DOMINGO I DE ADVIENTO (B)

DOMINGO I DE ADVIENTO (B)

Hoy iniciamos el camino de Adviento, y con él otro ciclo litúrgico, el ciclo B. Se trata de un periodo fuerte que nos saca de lo cotidiano para conducirnos a la Navidad; de un momento de reflexión que nos despereza de la comodidad y la frivolidad del olvido; de una oportunidad más para alcanzar lo que anhelamos como personas. Durante el Adviento, el Espíritu mismo cuida del tiempo y se presiente en la historia como nunca. Algo grande y nuevo va a suceder…, luego tenemos una razón vital, un sentido, un porqué para levantarnos cada mañana y esperar.

La primera lectura de Isaías tiene la misión de inculcarnos este espíritu adventicio. El profeta anuncia que no todo está perdido, que existe un motivo de ilusión para el pueblo de Israel y para cada uno de nosotros, con origen en Dios mismo: “Jamás se oyó un Dios que hiciera tanto por quien espera en él” (64,3). Dios no está lejos, no nos abandona; está presente en la historia y nos acompaña para reconducirla a su fin último. Si nos ponemos en sus manos de alfarero, nuestra vida de arcilla será recompuesta y remodelada.

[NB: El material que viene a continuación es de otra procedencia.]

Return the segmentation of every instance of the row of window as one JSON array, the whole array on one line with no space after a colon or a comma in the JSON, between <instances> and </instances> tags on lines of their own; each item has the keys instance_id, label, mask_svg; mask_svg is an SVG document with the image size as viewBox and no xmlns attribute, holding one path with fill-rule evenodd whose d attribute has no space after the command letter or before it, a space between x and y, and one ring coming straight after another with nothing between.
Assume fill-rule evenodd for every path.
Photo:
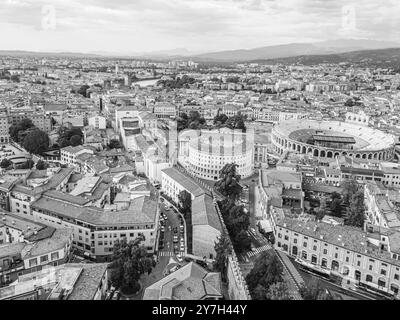
<instances>
[{"instance_id":1,"label":"row of window","mask_svg":"<svg viewBox=\"0 0 400 320\"><path fill-rule=\"evenodd\" d=\"M50 256L50 259L51 259L50 261L55 261L55 260L58 260L59 258L60 257L59 257L58 252L53 252ZM40 260L40 264L47 263L47 262L49 262L49 256L48 255L41 256L39 258L39 260ZM29 267L30 268L36 267L37 265L38 265L37 258L29 259Z\"/></svg>"}]
</instances>

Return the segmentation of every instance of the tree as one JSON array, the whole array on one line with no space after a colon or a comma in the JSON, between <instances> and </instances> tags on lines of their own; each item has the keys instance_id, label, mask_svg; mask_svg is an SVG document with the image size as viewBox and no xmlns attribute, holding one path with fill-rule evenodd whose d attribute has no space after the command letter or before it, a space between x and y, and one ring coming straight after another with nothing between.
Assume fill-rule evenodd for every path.
<instances>
[{"instance_id":1,"label":"tree","mask_svg":"<svg viewBox=\"0 0 400 320\"><path fill-rule=\"evenodd\" d=\"M332 202L331 202L330 208L331 208L331 214L333 216L341 217L342 216L342 210L343 210L343 208L342 208L342 199L340 199L340 198L339 199L338 198L333 199Z\"/></svg>"},{"instance_id":2,"label":"tree","mask_svg":"<svg viewBox=\"0 0 400 320\"><path fill-rule=\"evenodd\" d=\"M247 233L250 226L250 213L243 205L236 205L230 198L225 198L218 205L235 251L239 253L250 250L251 240Z\"/></svg>"},{"instance_id":3,"label":"tree","mask_svg":"<svg viewBox=\"0 0 400 320\"><path fill-rule=\"evenodd\" d=\"M186 190L182 190L178 194L179 211L185 216L185 218L192 211L192 195Z\"/></svg>"},{"instance_id":4,"label":"tree","mask_svg":"<svg viewBox=\"0 0 400 320\"><path fill-rule=\"evenodd\" d=\"M111 139L110 143L108 144L108 147L110 149L122 149L123 148L121 142L119 140L116 140L116 139Z\"/></svg>"},{"instance_id":5,"label":"tree","mask_svg":"<svg viewBox=\"0 0 400 320\"><path fill-rule=\"evenodd\" d=\"M350 204L352 196L358 191L358 182L354 179L348 179L342 182L343 188L343 203L345 205Z\"/></svg>"},{"instance_id":6,"label":"tree","mask_svg":"<svg viewBox=\"0 0 400 320\"><path fill-rule=\"evenodd\" d=\"M35 162L32 159L26 160L24 163L18 166L18 169L32 169Z\"/></svg>"},{"instance_id":7,"label":"tree","mask_svg":"<svg viewBox=\"0 0 400 320\"><path fill-rule=\"evenodd\" d=\"M352 106L354 106L354 101L353 101L353 99L347 99L347 101L344 103L344 105L346 106L346 107L352 107Z\"/></svg>"},{"instance_id":8,"label":"tree","mask_svg":"<svg viewBox=\"0 0 400 320\"><path fill-rule=\"evenodd\" d=\"M219 114L218 113L214 117L213 123L214 123L215 126L221 127L221 126L225 125L225 123L226 123L226 121L228 121L228 119L229 118L228 118L228 116L226 114L223 114L223 113Z\"/></svg>"},{"instance_id":9,"label":"tree","mask_svg":"<svg viewBox=\"0 0 400 320\"><path fill-rule=\"evenodd\" d=\"M76 147L82 144L82 137L79 135L73 135L69 141L71 146Z\"/></svg>"},{"instance_id":10,"label":"tree","mask_svg":"<svg viewBox=\"0 0 400 320\"><path fill-rule=\"evenodd\" d=\"M320 200L320 204L319 207L317 209L315 209L315 216L317 218L317 220L322 220L326 214L326 198L325 197L321 197Z\"/></svg>"},{"instance_id":11,"label":"tree","mask_svg":"<svg viewBox=\"0 0 400 320\"><path fill-rule=\"evenodd\" d=\"M221 272L222 280L227 280L228 257L232 254L232 244L226 232L222 232L215 243L216 257L214 261L214 268Z\"/></svg>"},{"instance_id":12,"label":"tree","mask_svg":"<svg viewBox=\"0 0 400 320\"><path fill-rule=\"evenodd\" d=\"M88 85L83 85L79 88L78 93L86 98L87 89L90 87Z\"/></svg>"},{"instance_id":13,"label":"tree","mask_svg":"<svg viewBox=\"0 0 400 320\"><path fill-rule=\"evenodd\" d=\"M245 230L240 230L238 234L234 235L233 241L238 253L247 252L251 249L251 240Z\"/></svg>"},{"instance_id":14,"label":"tree","mask_svg":"<svg viewBox=\"0 0 400 320\"><path fill-rule=\"evenodd\" d=\"M349 226L362 228L365 220L364 193L357 191L352 197L347 208L344 223Z\"/></svg>"},{"instance_id":15,"label":"tree","mask_svg":"<svg viewBox=\"0 0 400 320\"><path fill-rule=\"evenodd\" d=\"M126 238L114 242L110 280L113 286L124 293L136 293L139 289L139 279L144 273L152 271L154 261L147 256L147 250L140 243L144 236L127 242Z\"/></svg>"},{"instance_id":16,"label":"tree","mask_svg":"<svg viewBox=\"0 0 400 320\"><path fill-rule=\"evenodd\" d=\"M2 167L3 169L6 169L11 165L12 165L12 162L10 160L8 160L7 158L4 158L3 160L1 160L0 167Z\"/></svg>"},{"instance_id":17,"label":"tree","mask_svg":"<svg viewBox=\"0 0 400 320\"><path fill-rule=\"evenodd\" d=\"M246 276L252 298L266 300L270 286L283 281L282 272L282 266L273 251L262 253Z\"/></svg>"},{"instance_id":18,"label":"tree","mask_svg":"<svg viewBox=\"0 0 400 320\"><path fill-rule=\"evenodd\" d=\"M16 125L13 125L10 127L9 132L10 132L10 137L13 139L15 142L21 143L23 140L20 140L19 133L22 131L26 131L27 129L33 128L33 122L31 119L22 119L19 121Z\"/></svg>"},{"instance_id":19,"label":"tree","mask_svg":"<svg viewBox=\"0 0 400 320\"><path fill-rule=\"evenodd\" d=\"M284 282L275 282L268 288L267 300L292 300L289 289Z\"/></svg>"},{"instance_id":20,"label":"tree","mask_svg":"<svg viewBox=\"0 0 400 320\"><path fill-rule=\"evenodd\" d=\"M42 159L40 159L37 163L36 163L36 169L38 170L45 170L48 168L48 164L43 161Z\"/></svg>"},{"instance_id":21,"label":"tree","mask_svg":"<svg viewBox=\"0 0 400 320\"><path fill-rule=\"evenodd\" d=\"M322 288L321 282L312 279L307 286L300 288L300 295L304 300L334 300L326 289Z\"/></svg>"},{"instance_id":22,"label":"tree","mask_svg":"<svg viewBox=\"0 0 400 320\"><path fill-rule=\"evenodd\" d=\"M237 129L237 130L245 131L246 126L244 124L244 121L245 121L245 116L243 116L239 113L236 116L230 117L226 121L226 126L232 130Z\"/></svg>"},{"instance_id":23,"label":"tree","mask_svg":"<svg viewBox=\"0 0 400 320\"><path fill-rule=\"evenodd\" d=\"M234 201L239 198L243 189L239 184L240 175L236 171L237 167L235 163L226 164L220 172L220 180L215 183L217 191Z\"/></svg>"},{"instance_id":24,"label":"tree","mask_svg":"<svg viewBox=\"0 0 400 320\"><path fill-rule=\"evenodd\" d=\"M23 147L29 153L41 154L49 147L49 136L46 132L35 129L25 137Z\"/></svg>"},{"instance_id":25,"label":"tree","mask_svg":"<svg viewBox=\"0 0 400 320\"><path fill-rule=\"evenodd\" d=\"M80 128L77 127L72 127L71 129L68 129L66 127L60 127L58 129L58 145L61 148L68 147L71 145L71 138L73 136L80 136L81 139L83 138L83 133Z\"/></svg>"}]
</instances>

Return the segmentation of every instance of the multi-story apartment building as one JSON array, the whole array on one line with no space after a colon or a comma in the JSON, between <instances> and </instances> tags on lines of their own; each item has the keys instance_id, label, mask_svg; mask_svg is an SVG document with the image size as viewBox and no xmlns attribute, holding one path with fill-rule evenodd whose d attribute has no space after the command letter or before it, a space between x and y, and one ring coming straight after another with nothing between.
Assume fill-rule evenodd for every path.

El evangelio recoge una parábola que nos hace comprender qué significa vivir en “modo Adviento” y preparar el regreso de Cristo. El Señor vino, viene y vendrá, al final de nuestra vida, y al final de los tiempos para juzgar a vivos y muertos, y reunir a la humanidad entera en la vida plena del Reino de Dios. Esta venida definitiva de Jesús es comparada a la de un hombre que se fue de viaje y encomendó a cada uno de sus empleados una tarea. Especialmente importante y de confianza era la del portero, que debía custodiar la propiedad y velar para excluir a los indeseados y abrir la puerta a los benefactores. Al igual que un portero, cada uno de nosotros, cristianos, estamos llamados a vivir aguardando la venida del Señor de la casa. Se nos exhorta a estar atentos, vigilar y velar, porque no sabemos cuándo vendrá. Y… no debe encontrarnos dormidos.

A todos se nos ha confiado una tarea concreta en lo que vuelve el amo. Tener esperanza, en sentido cristiano, es más que esperar pasivamente. El cristiano vigilante es el que se activa y no se desilusiona ni se desanima. Vive, defiende, obedece, ama, cuidando, como buen portero, de los otros.

¡Ojalá Dios se muestre una vez más y sea fiel!, ¡qué rasgue los cielos y baje por sorpresa! (cf. Is 63,19). Y que podamos decir: la rutina de las tareas encomendadas no nos distraído ni adormecido; ¡hemos estado atentos no por temor, sino por amor!